An Eventful Week
I haven’t uploaded a blog for almost one month, even though I have made some notes in between, mainly on the weather, or the hot weather. Today, for example, my phone registered at 2 pm a reading of 36.9 degrees Celsius while the Hong Kong Observatory recorded an all-time high of 35.9 degrees for the month of September. But we have past Mid-Autumn Festival already. Last month also saw Severe Tropical Storm Ma-on skirting through, bringing cooler air for one or two days, but disrupting a programmed visit to the Palace Museum that Su and I had booked with the ASA (Administrative Service Association). Luckily, we were amongst a group on another visit a few days before when we were met by the Museum Director Dr Louis Ng, followed by a guided tour from the Deputy Director (Curatorial and Programming) Dr Daisy Yiyou Wang, who had been with the Museum for the past three years and was extremely knowledgeable.
Back to the week that just passed, it began with Britain having a new Prime Minister, Liz Truss, who has been known to be antagonistic with China and Hong Kong. Some friends – Britons and home-grown Hong Kong people alike – would not hesitate to say that the country has better people to hold that office. She spoke with an accent that Professor Henry Higgins would recognize as coming from people far away from London. Anyway, she went to Balmoral the following day for an audience with the Queen who appointed her the 15th Prime Minister since Winston Churchill; and the rest is now history.

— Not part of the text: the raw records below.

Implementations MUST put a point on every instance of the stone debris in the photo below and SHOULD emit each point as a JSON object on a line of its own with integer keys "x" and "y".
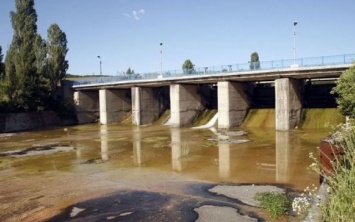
{"x": 75, "y": 211}
{"x": 208, "y": 213}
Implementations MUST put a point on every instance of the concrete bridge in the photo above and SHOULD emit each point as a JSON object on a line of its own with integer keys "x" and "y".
{"x": 233, "y": 93}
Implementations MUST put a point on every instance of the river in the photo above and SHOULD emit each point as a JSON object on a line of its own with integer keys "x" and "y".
{"x": 103, "y": 159}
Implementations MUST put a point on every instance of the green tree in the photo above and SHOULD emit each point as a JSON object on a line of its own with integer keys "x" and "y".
{"x": 21, "y": 73}
{"x": 41, "y": 55}
{"x": 10, "y": 81}
{"x": 254, "y": 61}
{"x": 129, "y": 71}
{"x": 2, "y": 65}
{"x": 345, "y": 88}
{"x": 188, "y": 67}
{"x": 57, "y": 65}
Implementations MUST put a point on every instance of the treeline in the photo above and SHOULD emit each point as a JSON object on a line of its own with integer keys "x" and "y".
{"x": 34, "y": 67}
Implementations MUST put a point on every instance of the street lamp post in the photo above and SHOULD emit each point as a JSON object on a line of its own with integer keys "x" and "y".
{"x": 294, "y": 43}
{"x": 100, "y": 65}
{"x": 161, "y": 60}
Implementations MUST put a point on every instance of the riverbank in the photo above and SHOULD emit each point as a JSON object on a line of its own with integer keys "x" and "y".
{"x": 15, "y": 122}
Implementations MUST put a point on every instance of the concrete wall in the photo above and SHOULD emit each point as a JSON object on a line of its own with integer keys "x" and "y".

Oscar Wilde (1854 – 1900) was reputed to have boasted that he could talk spontaneously on any subject. On one occasion when he was speaking in public, someone called out, “The Queen” for a subject. Without a pause, and in true reflection of his wit and humour, Oscar Wilde replied, “The Queen is not a subject.” The Irish poet would have been referring to Queen Victoria who reigned for over 63 years, the longest of all British monarchs at the time. Her record was broken by the Queen who passed away last week (1926 – 2022), who had reigned for more than 70 years and who was still seen by the world to be on active duties two days before her transitory life on Earth ended.
Yes, as her successor and the new King has alluded, her reign was marked by the duration and her dedication and devotion to duties. Many people, writers, columnists and broadcasters have since spoken or written on the passage of the Queen, the likely effects to the United Kingdom and Britain in general and to the monarchy and the Royal Family in particular. The commentaries have mostly been pleasant and positive on the Queen, as would be expected. She was roundly praised for her decency and for having truly lived respected and died regretted. Indeed, the Queen must have touched the lives of millions of people worldwide, including many in Hong Kong.
My first recollection of the Queen was her coronation when all school children were given a plastic cup mounted on a metal holder formed in the shape and style of a crown. The plastic cups were all in bright colours, red, white, blue, green, yellow and so on, and are meant to last for a long time, if not forever. I would have been in primary school with my two brothers, Anthony and Francis, and I remember using it for the daily ration of milk we got from the Church. The cups remained even after the holders got rusted, but I can’t remember now when I saw them last.
The Queen’s Birthday was a Public Holiday, which I recall, was on 21 April initially, the actual day she was born, until it was changed to another date known as the official birthday. After China resumed sovereignty over Hong Kong, the public holiday was dropped silently and replaced by the Buddha’s Birthday, thereby neatly maintaining the numbers.
Some of my good friends were Royal family watchers; and I have followed the Queen Mother, Prince Charles and the Queen – the Queen Mother because of her poise and dignity; Prince Charles because he was born in 1948, the same year I thought I was born, and later because he married Diana; and the Queen because all of us were brought up as her subjects. I like the Queen’s diction and her speeches and would follow her traditional New Year or Christmas broadcast. I also recall watching the funeral procession of the Queen Mother in 2002 from a hotel room, either in New York or San Francisco when I was on duty overseas.
Until recently, a charity with which I have been closely involved habitually toasted the Queen at dinners. The protocol changed after 1997 when we made the first toast instead to the President of the People’s Republic of China and gave the second toast to the Queen. After the enactment of the national security laws, the toast to the Queen was dropped.
Alex Lo wrote in SCMP and predicted that the United Kingdom would be left with little England, now that India has become the fifth-largest economy in the world and has overtaken Britain, that Scotland would leave the Kingdom and join the EU, and that Northern Ireland would unite with the rest of Ireland and so on. I sort of agree with him, but would add that that would be the consequence of the governance of the country, rather than be counted as the legacy of the Queen who has lived throughout her life honorably and admirably.
Meanwhile, we observe the rituals associated with Mid-Autumn Festival; we eat and drink to keep or sanity and cool; and we take regular PCR tests and almost daily RAT tests.